GET /api/v1/advisory/urn:uuid:abcd/download does not work

[carlosthe19916]

Response from the backend

{
    "error": "Unsupported hash algorithm",
    "message": "Unsupported algorithm urn:uuid"
}

[ctron]

Ok, I think that's fundamentally not possible that way.

The "key"/"id" in the store system is the digest (sha256). There's no alternative mapping. The idea was to have an opaque key, which internally is the sha256 digest for the filesystem, but could also be something different. But that was never documented or reflected by the argument names. Sorry for that.

So passing in the Id can never work. The only implementation can be, as it is now. Which is sha256, failing otherwise.

If we want to download by ID, we need to add a lookup first. Which would go through the database. I do believe that's the right approach anyway. Because for one, that ensures the endpoint actually returns an advisory (right now it could return even a cat video).
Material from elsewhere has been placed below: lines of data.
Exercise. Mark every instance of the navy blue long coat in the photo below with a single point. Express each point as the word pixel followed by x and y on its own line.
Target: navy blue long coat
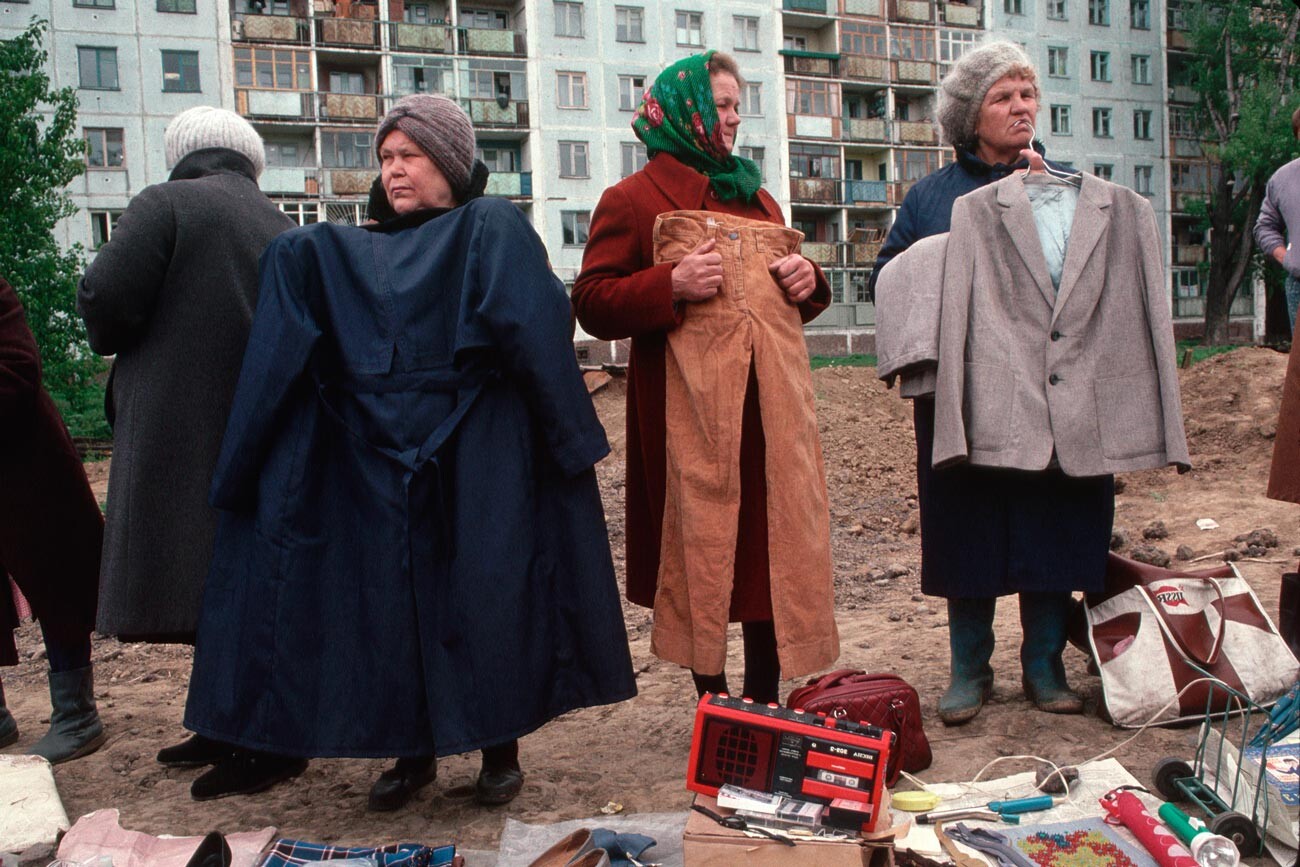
pixel 414 556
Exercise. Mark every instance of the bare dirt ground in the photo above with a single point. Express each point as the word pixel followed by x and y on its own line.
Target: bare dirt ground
pixel 635 753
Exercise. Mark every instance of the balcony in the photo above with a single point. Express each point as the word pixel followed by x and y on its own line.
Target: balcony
pixel 497 113
pixel 915 133
pixel 350 33
pixel 350 107
pixel 866 129
pixel 863 68
pixel 961 16
pixel 510 185
pixel 425 38
pixel 274 29
pixel 865 8
pixel 475 40
pixel 815 190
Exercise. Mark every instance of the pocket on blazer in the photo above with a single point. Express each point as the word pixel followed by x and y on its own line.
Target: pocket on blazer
pixel 1129 415
pixel 987 404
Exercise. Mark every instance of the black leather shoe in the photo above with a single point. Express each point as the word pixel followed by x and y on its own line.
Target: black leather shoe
pixel 245 772
pixel 395 785
pixel 194 753
pixel 498 787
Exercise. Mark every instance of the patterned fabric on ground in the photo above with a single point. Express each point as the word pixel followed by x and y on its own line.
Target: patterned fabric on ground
pixel 1087 842
pixel 294 853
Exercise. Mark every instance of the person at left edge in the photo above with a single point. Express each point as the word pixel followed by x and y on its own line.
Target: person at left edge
pixel 412 558
pixel 172 295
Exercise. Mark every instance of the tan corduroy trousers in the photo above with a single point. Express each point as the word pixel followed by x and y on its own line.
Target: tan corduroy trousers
pixel 709 355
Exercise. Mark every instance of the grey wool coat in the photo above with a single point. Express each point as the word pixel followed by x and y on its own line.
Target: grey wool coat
pixel 172 295
pixel 1083 373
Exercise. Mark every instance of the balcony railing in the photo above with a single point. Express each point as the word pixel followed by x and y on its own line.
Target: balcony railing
pixel 278 29
pixel 351 33
pixel 511 185
pixel 493 113
pixel 428 38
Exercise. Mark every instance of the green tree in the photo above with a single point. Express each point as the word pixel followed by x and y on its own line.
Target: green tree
pixel 1243 68
pixel 40 154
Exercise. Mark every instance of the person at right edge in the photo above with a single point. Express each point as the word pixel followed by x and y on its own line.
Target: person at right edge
pixel 987 532
pixel 727 516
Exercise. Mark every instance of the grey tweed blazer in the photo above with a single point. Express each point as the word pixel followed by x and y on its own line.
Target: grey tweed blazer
pixel 1084 373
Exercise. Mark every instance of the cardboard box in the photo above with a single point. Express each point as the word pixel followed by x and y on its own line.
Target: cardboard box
pixel 707 844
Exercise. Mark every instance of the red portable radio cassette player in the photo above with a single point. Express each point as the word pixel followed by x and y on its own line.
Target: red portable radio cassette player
pixel 804 755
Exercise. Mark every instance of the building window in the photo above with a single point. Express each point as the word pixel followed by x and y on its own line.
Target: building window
pixel 181 72
pixel 1142 180
pixel 273 69
pixel 690 27
pixel 1061 120
pixel 575 225
pixel 302 212
pixel 1142 125
pixel 98 68
pixel 1101 122
pixel 629 24
pixel 573 160
pixel 633 157
pixel 755 154
pixel 572 90
pixel 1058 60
pixel 1139 14
pixel 631 87
pixel 347 150
pixel 568 18
pixel 1142 69
pixel 1101 65
pixel 105 147
pixel 102 225
pixel 746 33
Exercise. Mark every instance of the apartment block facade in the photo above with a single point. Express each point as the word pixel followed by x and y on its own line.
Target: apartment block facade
pixel 839 103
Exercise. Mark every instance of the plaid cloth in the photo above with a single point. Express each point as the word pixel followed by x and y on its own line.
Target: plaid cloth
pixel 295 853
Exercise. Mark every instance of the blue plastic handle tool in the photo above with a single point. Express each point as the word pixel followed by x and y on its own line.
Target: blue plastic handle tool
pixel 1023 805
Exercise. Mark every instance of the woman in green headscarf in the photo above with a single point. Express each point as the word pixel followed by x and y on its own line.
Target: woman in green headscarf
pixel 688 121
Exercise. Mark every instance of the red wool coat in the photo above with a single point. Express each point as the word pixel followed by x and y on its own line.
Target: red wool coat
pixel 623 294
pixel 51 528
And second, we might need to do some ACL checking in the future.

[carlosthe19916]

This is the current response I get when I fetch a single Advisory

{
    "uuid": "urn:uuid:b29cd30f-ac8a-4770-b675-5be7db6610ca", // primary universal key of an advisory
    "identifier": "CVE-1999-0001",
    "hashes": [
        "sha256:4c8ca7269dca3a736f75aebf9d80a99fd24e2b17be0eaa7bc852e04631f88f73"
    ],
    "issuer": {
        "id": 2,
        "name": "CVE® (MITRE Corporation",
        "cpe_key": null,
        "website": null
    },
    "published": "2000-02-04T05:00:00Z",
    "modified": "2005-12-17T00:00:00Z",
    "title": null,
    "vulnerabilities": [
        {
            "identifier": "CVE-1999-0001",
            "published": "2000-02-04T05:00:00Z",
            "modified": "2005-12-17T00:00:00Z",
            "non_normative": {
                "non_normative": true,
                "identifier": "CVE-1999-0001",
                "released": "2000-02-04T05:00:00Z"
            },
            "severity": "none",
            "score": 0.0,
            "cvss3_scores": [],
            "assertions": {}
        }
    ]
}

Based on the long discussion we all had at https://github.com/trustification/trustify/issues/377 I thought the uuid field of an advisory was going to be the universal way of referring to an advisory so I was assuming I could use that one to download the advisory file itself with:

/api/v1/advisory/{key}/download

Where key is the uuid field of an advisory.

I admit I ignore the technical difficulties or constraints of this requirement, but I also believe we have to think on a solution that allow us to download the source file of an advisory based on its uuid field.

[ctron]

And that assumption makes sense! I think we still haven't completely figured out ids.

I am just trying to come up with a test, and uploading an advisory returns an "id" as well. But it is the ID from the document content (e.g. CVE-1234). Which you can't use at all as an id.

[bobmcwhirter]

Yah a lookup of the key to find internal UUID to fetch from storage makes sense to me. and would support multiple keys for same doc.